Where did the word refactoring come from?

This question struck my mind a few times when writing the refactoring book. I knew the term was used within a fairly small community, so in order to discover the etymology of refactoring I talked to the people in that group (Ward Cunningham, Kent Beck, Bill Opdyke, John Brant, Don Roberts, Ralph Johnson...) to find what had led them to come up with the term.

The obvious answer comes from the notion of factoring in mathematics. You can take an expressions such as x^2 + 5x + 6 and factor it into (x+2)(x+3). By factoring it you can make a number of mathematical operations much easier. Obviously this is much the same as representing 18 as 2*3^2. I've certainly often heard of people talking about a program as well factored once it's broken out into similarly logical chunks.

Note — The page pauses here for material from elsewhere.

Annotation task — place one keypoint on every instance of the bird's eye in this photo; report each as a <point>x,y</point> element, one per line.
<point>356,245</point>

When I asked around the creators of refactoring, the common answer was that they had no idea. The term had been around for a while and they don't know where it came from.

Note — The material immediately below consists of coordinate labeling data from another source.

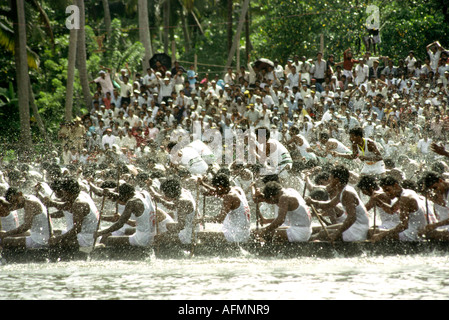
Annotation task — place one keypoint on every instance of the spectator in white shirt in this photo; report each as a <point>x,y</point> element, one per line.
<point>293,77</point>
<point>108,138</point>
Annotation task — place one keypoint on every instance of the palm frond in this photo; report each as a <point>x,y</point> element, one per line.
<point>8,43</point>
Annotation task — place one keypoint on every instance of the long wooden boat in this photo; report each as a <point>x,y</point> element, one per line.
<point>213,249</point>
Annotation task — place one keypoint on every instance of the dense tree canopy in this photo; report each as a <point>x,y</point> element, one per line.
<point>277,29</point>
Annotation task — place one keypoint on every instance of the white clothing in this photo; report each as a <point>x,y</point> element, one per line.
<point>89,223</point>
<point>10,222</point>
<point>236,226</point>
<point>298,221</point>
<point>417,219</point>
<point>204,150</point>
<point>371,167</point>
<point>144,234</point>
<point>39,231</point>
<point>191,160</point>
<point>359,229</point>
<point>186,234</point>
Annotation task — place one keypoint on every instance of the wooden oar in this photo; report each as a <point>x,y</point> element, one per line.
<point>193,240</point>
<point>98,223</point>
<point>322,225</point>
<point>50,229</point>
<point>157,227</point>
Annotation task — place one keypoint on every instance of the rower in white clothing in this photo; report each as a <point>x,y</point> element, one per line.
<point>412,212</point>
<point>81,215</point>
<point>383,220</point>
<point>183,204</point>
<point>293,222</point>
<point>188,158</point>
<point>366,150</point>
<point>137,208</point>
<point>273,154</point>
<point>438,192</point>
<point>356,225</point>
<point>301,144</point>
<point>35,221</point>
<point>235,213</point>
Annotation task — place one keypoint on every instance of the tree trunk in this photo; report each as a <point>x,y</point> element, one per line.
<point>166,16</point>
<point>229,11</point>
<point>22,80</point>
<point>247,33</point>
<point>40,123</point>
<point>185,29</point>
<point>107,18</point>
<point>71,74</point>
<point>144,33</point>
<point>81,57</point>
<point>237,34</point>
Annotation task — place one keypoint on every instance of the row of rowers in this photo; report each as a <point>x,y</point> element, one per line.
<point>165,210</point>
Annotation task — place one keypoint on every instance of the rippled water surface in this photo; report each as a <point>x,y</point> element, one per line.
<point>237,278</point>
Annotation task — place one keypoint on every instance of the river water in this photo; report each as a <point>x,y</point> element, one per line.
<point>243,277</point>
<point>232,278</point>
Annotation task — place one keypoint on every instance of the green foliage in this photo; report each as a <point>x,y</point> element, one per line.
<point>294,27</point>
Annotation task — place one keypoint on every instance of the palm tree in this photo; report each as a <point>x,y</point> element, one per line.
<point>107,17</point>
<point>144,33</point>
<point>18,7</point>
<point>71,73</point>
<point>82,56</point>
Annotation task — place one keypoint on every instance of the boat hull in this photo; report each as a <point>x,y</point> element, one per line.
<point>210,249</point>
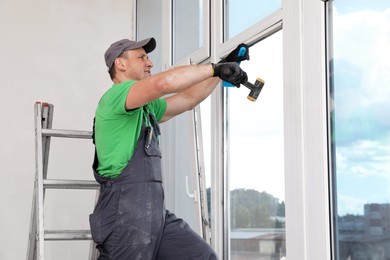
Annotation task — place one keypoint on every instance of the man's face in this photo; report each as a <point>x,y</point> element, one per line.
<point>137,65</point>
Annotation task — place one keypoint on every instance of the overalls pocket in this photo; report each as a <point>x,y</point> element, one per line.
<point>153,161</point>
<point>135,214</point>
<point>101,226</point>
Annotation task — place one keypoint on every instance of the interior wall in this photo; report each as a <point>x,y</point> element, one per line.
<point>51,51</point>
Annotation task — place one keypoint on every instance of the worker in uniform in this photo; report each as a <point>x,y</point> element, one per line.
<point>130,221</point>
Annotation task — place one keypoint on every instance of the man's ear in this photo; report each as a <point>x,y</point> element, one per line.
<point>119,64</point>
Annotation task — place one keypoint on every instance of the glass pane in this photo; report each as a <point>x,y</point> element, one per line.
<point>241,14</point>
<point>361,128</point>
<point>187,27</point>
<point>149,24</point>
<point>256,158</point>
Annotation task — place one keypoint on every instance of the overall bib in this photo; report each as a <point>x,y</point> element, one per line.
<point>130,221</point>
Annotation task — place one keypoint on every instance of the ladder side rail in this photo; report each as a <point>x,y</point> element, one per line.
<point>39,175</point>
<point>46,123</point>
<point>32,240</point>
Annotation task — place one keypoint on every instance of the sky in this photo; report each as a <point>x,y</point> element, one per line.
<point>361,36</point>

The one definite answer I got was from Bill Opdyke, who did the first thesis on refactoring. He remembered a conversation during a walk with Ralph Johnson. They were discussing the notion of Software Factory, which was then in vogue. They surmised that since software development was more like design than like manufacturing, it would be better to call it a Software Refactory. Refactory has gone on to be the name for the consulting organization that Ralph and his colleagues use.

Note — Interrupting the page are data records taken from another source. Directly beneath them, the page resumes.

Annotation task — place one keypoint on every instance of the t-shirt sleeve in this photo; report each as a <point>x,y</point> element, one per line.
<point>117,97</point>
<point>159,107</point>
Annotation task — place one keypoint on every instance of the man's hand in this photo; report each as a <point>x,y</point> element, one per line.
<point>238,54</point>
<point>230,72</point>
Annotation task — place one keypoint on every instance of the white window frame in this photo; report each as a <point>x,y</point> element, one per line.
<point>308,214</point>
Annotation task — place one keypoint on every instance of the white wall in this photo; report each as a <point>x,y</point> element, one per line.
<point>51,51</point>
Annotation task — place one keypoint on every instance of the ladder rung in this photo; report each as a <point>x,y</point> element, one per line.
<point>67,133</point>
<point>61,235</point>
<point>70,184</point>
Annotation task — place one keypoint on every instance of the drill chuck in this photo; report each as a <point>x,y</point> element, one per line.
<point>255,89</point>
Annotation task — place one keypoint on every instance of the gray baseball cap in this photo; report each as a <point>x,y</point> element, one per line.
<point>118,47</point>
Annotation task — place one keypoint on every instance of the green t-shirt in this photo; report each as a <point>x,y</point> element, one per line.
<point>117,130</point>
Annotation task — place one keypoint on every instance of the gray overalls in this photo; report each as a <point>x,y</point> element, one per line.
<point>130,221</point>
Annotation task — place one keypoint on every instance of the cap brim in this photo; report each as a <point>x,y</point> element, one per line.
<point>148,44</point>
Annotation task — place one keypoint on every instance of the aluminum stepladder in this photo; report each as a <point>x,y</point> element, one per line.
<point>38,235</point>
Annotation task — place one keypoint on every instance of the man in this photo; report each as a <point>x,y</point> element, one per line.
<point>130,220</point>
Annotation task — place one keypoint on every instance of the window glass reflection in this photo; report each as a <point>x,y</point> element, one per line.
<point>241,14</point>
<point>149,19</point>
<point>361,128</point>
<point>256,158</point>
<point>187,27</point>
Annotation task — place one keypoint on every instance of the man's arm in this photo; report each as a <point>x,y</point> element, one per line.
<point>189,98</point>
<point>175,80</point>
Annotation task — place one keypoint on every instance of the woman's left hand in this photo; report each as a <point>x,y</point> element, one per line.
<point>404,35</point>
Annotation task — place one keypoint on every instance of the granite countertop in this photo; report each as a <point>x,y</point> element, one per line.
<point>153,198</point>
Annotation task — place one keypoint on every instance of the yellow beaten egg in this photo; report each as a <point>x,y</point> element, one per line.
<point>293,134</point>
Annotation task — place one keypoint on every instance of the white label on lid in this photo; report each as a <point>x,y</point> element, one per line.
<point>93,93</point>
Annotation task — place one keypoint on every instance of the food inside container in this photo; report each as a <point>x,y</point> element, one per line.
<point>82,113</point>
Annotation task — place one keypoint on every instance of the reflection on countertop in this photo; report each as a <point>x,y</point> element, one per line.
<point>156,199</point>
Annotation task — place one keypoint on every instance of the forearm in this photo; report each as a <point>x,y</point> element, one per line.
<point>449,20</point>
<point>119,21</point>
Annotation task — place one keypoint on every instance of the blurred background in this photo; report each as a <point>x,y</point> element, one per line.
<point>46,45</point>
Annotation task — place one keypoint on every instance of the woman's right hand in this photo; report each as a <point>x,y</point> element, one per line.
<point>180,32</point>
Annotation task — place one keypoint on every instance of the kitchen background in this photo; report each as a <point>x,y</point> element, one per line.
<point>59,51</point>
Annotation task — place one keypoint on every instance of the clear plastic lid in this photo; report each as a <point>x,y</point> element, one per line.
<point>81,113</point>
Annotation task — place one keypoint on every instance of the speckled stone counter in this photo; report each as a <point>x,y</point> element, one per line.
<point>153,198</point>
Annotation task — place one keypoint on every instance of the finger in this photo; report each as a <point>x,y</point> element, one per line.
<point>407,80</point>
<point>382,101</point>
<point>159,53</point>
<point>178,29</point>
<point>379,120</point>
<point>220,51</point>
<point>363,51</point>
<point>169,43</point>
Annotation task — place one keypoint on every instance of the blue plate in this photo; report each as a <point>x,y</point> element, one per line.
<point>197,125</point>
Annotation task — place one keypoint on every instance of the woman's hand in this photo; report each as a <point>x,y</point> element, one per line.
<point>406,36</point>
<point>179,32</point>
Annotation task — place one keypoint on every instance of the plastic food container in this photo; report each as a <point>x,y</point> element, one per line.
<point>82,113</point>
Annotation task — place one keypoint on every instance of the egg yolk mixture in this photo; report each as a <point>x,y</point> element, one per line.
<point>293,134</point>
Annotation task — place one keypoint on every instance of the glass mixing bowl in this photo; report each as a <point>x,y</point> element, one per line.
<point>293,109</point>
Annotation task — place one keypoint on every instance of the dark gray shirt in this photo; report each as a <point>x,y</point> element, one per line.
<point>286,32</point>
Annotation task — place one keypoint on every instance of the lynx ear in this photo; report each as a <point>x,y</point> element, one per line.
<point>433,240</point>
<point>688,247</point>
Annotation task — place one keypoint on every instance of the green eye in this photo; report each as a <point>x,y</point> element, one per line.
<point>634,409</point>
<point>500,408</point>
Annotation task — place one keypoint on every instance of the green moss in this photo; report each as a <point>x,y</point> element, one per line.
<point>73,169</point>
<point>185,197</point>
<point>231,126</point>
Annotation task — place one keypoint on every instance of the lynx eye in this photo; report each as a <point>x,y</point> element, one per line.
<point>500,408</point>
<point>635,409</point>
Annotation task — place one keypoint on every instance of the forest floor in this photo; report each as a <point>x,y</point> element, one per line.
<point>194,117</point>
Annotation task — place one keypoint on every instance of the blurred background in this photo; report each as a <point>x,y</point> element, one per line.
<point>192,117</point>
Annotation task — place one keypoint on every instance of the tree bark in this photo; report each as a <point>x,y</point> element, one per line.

The foundations of what we refer to these days as refactoring comes from the Smalltalk communities. However the metaphor of factoring a program was also part of the Forth community. Bill Wake dug out the first known printed mention of the word "refactoring" in a Thinking Forth, a 1984 book by Leo Brodie. We're pretty sure that this usage didn't pass from the Forth community to the Smalltalk community, but developed independently.